* Enter the name of the utility key. You can search descriptions of utility keys.

Enable IPsec

To display: [Utility][Administrator][Network][TCP/IP Setting][IPsec][Enable IPsec]

Configure settings to enable use of IPsec. Also, specify the policy for IPsec communication.

InĀ [IPsec Setting], register items [IKE], [SA], [Peer], and [Protocol Setting].

Setting

Description

[IPsec]

When using IPsec, set this option to ON (default: OFF).

[Dead Peer Detection]

If no response can be confirmed from the peer in a certain period, the SA with the peer is deleted. Select a time that elapses before sending survival confirmation information to the peer how has not responded (default: [15] sec.).

[Cookies]

Select whether to enable the defense using Cookies against denial-of-service attacks (default: [Disable]).

[ICMP Pass]

Select whether to apply IPsec to the Internet Control Message Protocol (ICMP) (default: [Disable]). Select [Enable] to allow the ICMP packets to pass without applying IPsec to the ICMP.

[ICMPv6 Pass]

Select whether to apply IPsec to the Internet Control Message Protocol for IPv6 (ICMPv6) (default: [Disable]). Select [Enable] to allow the ICMPv6 packets to pass without applying IPsec to the ICMPv6.

[Default Action]

Select an action to be taken if no settings meet the [IPsec Policy] while IPsec communication is enabled (default: [Allow]). Select [Deny] to discard IP packets that do not meet the [IPsec Policy] settings.

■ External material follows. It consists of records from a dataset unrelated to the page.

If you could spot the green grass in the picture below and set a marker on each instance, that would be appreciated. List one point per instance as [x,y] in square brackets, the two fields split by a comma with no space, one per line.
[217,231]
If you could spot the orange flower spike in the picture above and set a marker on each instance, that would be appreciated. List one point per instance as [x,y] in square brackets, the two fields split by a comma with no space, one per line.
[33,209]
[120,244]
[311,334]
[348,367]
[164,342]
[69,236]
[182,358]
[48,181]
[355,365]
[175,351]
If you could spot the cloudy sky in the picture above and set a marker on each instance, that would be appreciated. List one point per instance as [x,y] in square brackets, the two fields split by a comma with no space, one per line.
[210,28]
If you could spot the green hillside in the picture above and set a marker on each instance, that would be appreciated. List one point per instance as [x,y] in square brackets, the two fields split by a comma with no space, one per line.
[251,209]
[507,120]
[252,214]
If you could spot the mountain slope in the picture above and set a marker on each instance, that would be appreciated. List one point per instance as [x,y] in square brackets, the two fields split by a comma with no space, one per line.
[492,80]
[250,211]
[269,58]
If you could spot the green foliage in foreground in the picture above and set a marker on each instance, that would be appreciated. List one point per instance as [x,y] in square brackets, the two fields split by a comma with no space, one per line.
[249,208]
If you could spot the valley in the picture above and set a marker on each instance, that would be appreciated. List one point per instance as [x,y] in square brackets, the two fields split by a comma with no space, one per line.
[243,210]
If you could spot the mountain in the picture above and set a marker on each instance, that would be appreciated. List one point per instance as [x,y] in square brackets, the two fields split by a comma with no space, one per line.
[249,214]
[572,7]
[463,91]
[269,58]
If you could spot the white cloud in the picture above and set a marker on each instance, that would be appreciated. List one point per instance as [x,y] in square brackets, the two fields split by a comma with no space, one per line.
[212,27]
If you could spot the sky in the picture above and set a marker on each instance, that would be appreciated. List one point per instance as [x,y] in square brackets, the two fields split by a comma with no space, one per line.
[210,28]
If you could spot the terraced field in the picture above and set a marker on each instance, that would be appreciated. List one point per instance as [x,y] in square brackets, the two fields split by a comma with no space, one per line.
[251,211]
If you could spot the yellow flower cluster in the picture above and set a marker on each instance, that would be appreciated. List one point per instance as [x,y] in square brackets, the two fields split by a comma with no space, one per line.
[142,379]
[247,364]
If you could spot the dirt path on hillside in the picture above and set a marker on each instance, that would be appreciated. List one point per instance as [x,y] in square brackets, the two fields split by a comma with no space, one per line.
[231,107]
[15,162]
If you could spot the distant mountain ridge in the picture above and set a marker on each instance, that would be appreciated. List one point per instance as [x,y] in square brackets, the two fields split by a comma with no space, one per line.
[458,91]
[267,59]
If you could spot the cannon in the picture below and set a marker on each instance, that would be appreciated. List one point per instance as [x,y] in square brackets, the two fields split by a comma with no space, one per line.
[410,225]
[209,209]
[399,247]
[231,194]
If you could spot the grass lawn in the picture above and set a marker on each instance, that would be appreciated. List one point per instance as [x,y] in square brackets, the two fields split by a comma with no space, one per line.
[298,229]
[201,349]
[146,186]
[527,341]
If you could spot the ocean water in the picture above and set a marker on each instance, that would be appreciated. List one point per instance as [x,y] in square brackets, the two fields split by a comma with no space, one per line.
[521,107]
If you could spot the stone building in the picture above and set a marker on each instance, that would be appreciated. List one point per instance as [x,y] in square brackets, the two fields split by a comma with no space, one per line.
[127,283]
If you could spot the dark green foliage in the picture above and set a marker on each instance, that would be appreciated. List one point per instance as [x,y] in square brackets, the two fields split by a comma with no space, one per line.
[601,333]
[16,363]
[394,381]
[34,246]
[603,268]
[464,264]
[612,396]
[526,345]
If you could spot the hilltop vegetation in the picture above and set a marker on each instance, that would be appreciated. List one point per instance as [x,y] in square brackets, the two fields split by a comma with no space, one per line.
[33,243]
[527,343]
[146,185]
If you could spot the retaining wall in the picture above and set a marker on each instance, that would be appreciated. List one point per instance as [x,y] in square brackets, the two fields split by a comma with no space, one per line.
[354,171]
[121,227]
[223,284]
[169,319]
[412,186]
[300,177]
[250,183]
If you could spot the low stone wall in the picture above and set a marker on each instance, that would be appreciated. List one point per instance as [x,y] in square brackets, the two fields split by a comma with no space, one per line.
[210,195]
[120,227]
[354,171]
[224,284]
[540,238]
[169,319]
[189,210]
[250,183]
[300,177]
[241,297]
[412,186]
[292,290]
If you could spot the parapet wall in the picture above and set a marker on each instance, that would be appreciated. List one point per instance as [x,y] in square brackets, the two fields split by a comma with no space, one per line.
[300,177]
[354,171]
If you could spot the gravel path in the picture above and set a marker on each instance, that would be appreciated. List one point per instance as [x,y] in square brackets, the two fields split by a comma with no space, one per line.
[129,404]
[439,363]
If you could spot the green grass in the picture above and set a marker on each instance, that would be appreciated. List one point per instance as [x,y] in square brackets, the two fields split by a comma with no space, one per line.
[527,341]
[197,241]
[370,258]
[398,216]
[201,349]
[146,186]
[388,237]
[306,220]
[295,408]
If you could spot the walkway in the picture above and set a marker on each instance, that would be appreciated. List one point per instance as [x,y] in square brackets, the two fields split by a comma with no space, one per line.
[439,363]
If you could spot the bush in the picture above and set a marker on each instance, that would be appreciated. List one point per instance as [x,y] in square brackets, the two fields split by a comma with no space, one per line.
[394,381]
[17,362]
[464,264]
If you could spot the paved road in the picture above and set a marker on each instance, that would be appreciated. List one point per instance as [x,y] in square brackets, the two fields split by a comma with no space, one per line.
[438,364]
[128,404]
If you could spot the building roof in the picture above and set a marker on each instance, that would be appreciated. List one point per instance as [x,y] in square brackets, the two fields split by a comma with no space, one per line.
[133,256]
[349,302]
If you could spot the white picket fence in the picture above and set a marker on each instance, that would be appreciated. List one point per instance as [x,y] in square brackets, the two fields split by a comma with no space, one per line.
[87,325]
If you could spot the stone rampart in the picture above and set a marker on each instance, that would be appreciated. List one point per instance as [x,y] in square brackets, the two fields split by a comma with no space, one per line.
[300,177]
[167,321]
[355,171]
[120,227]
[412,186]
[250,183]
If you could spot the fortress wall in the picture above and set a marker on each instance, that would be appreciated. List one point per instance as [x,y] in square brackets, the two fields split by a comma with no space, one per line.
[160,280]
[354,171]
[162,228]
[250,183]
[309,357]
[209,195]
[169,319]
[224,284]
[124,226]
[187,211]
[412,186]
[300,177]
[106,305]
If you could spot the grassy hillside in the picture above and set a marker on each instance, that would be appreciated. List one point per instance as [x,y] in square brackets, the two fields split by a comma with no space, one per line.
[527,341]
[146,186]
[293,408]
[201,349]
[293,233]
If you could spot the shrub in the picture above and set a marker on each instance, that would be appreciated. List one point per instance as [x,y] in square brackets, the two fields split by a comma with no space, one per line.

[Certificate Verification Level Settings]

To verify the certificate, select items to be verified.

  • [Expiration Date]: Confirm whether the certificate is within the validity period (default: ON).

  • [Key Usage]: Confirm whether the certificate is used according to the intended purpose approved by the certificate issuer (default: OFF).

  • [Chain]: Confirm whether there is a problem in the certificate chain (certificate path) (default: OFF). The chain is validated by referencing the external certificates managed on this machine.

  • [Expiration Date Confirmation]: Confirm whether the certificate has expired (default: OFF). The expiration date confirmation is performed in the order of OCSP (Online Certificate Status Protocol) service, and CRL (Certificate Revocation List).

[IPsec Policy]

Configure the policy to apply for IPsec communication.

IP packet conditions can be specified to pass or allow the IP packets that meet each of the conditions.

  • [IPsec Policy]: Select whether to use the IPsec policy (default: [OFF]).

  • [Name]: Enter the IPsec policy name (using 1 to 10 characters, excluding ").

  • [Peer]: Select a peer setting. Select the setting from those registered in [Peer] in [IPsec Setting].

  • [Protocol Setting]: Select a protocol. Select the setting from those registered in [Protocol Setting] in [IPsec Setting].

  • [IPsec Setting]: Select an SA setting. Select the setting from those registered in [SA] in [IPsec Setting].

  • [Communication Type]: Select a direction of IPsec communication.

  • [Action]: Select the operation for the IP packet that matches the specified condition.
    [Protected]: Protect the IP packets that met the conditions.
    [Allow]: Do not protect the IP packets that met the conditions.
    [Deny]: Discard the IP packets that met the conditions.
    [Cancel]: Refuse the IP packets that met the conditions.